Rosso e Pontormo avevano cominciato insieme, nella bottega di Andrea Del Sarto. Poi le loro vie divergeranno e così, a destra, ecco il futuro, una premonizione: l’intellettualismo dell’allievo di uno dei due, Agnolo Bronzino, che venti anni dopo si cimenterà nello stesso soggetto ma con una voce ancora diversa, dagli accenti teologici sono più marcati, così come l’abbigliamento dei protagonisti di uno dei momenti più tragici della storia religiosa. «La verità — sottolineano i curatori — è che nel secondo Cinquecento l’arte non ha mai imbroccato una unica strada, segnata dai dettami della Controriforma».

No, tutto oscillava tra lascivia e devozione. E non solo perché gli artisti chiamati a lavorare nelle produzioni sacre erano gli stessi che servivano le corti — con opere decisamente più ammiccanti —. Le radici di questa doppia anima, sacra e profana, sono precise. E stanno nella prima sala.

Quella che abbiamo saltato e che spalanchiamo adesso, sopraffatti dalla forza del dio fluviale di Michelangelo (tornato a nuova vita dopo un lungo restauro) che brilla davanti alla Pietà di Luco (1523-1524) di Andrea Del Sarto. Il Sarto, di poco più vecchio rispetto a Rosso e a Pontormo ma comunque maestro di entrambi.
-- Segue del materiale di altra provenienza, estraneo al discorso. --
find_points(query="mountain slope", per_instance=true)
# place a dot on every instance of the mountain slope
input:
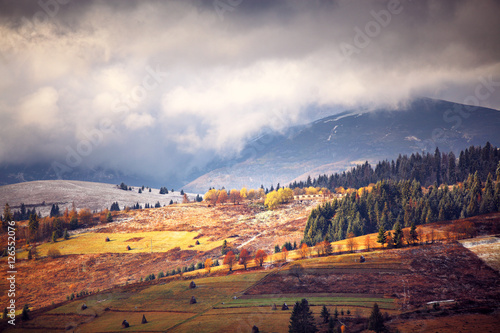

È tutto qui: l’imperfezione sensualissima del dio michelangiolesco dà le spalle (o almeno doveva nelle intenzioni iniziali, se una manomissione avvenuta alla fine del ‘500 non lo avesse pressoché inchiodato a pancia in su) o quasi alla Pietà di Andrea Del Sarto, chiarissima nella sua devozione: l’ostia consacrata brilla sotto al corpo di Cristo e più lampante di così non si poteva dire a quei tempi. Tanto è vero che, ricordano Natali e Falciani, molti artisti chiamati a divulgare il verbo del Concilio di Trento si servirono di questa chiarezza espositiva. Che proseguirà nella sua rigorosa limpidezza? No, perché le deviazioni di Pontormo e Rosso sono evidenti. Ma c’è un asse.

C’è un filo rosso che arriva fino al Seicento e che è fatto di gesti, volti, occhi al cielo, mani tese, persino facce contratte dal dolore, torsioni di corpi. La sala degli Altari, per esempio, sembra una rappresentazione teatrale del dolore. Via i tramezzi dalle chiese conventuali, via le barriere tra chierici e laici, via i confini tra dolore «alto» e dolore «basso»: anche i santi qui sono vestiti alla maniera moderna perché bisognava identificarsi con loro. Un po’ come avviene oggi con alcuni rappresentanti reali delle Corone europee.

La sala dei Ritratti e degli Stili dello Studiolo di Francesco I è una galleria di caratteri e gusti. Artisti «capaci comunque di adeguarsi al decoro e alla sobrietà delle immagini quando illustravano soggetti religiosi, ma abili anche nell’affrontare con grande libertà espressiva temi profani di carattere sensuale», dice Falciani. Lascivia e devozione si rincorrono nelle sale seguenti, dove le allegorie e i riferimenti al mito aprono le porte al Seicento. E la stessa arte sacra, in seguito, assorbirà questo linguaggio metaforico per soluzioni fantasiose, sperimentali come quelle di Alessandro Allori o di Santi di Tito (guardate il gigantesco dipinto che chiude la mostra: i personaggi escono dal quadro e sembra si mescolino tra la gente).

Non è una mostra «pop» ma è una mostra bella. Ecco le reali intenzioni dei curatori e Natali, da livornese aguzzo, non le manda a dire: «mostre come questa o hanno organizzatori intelligenti, o hanno organizzatori masochisti oppure è lo Stato a farle».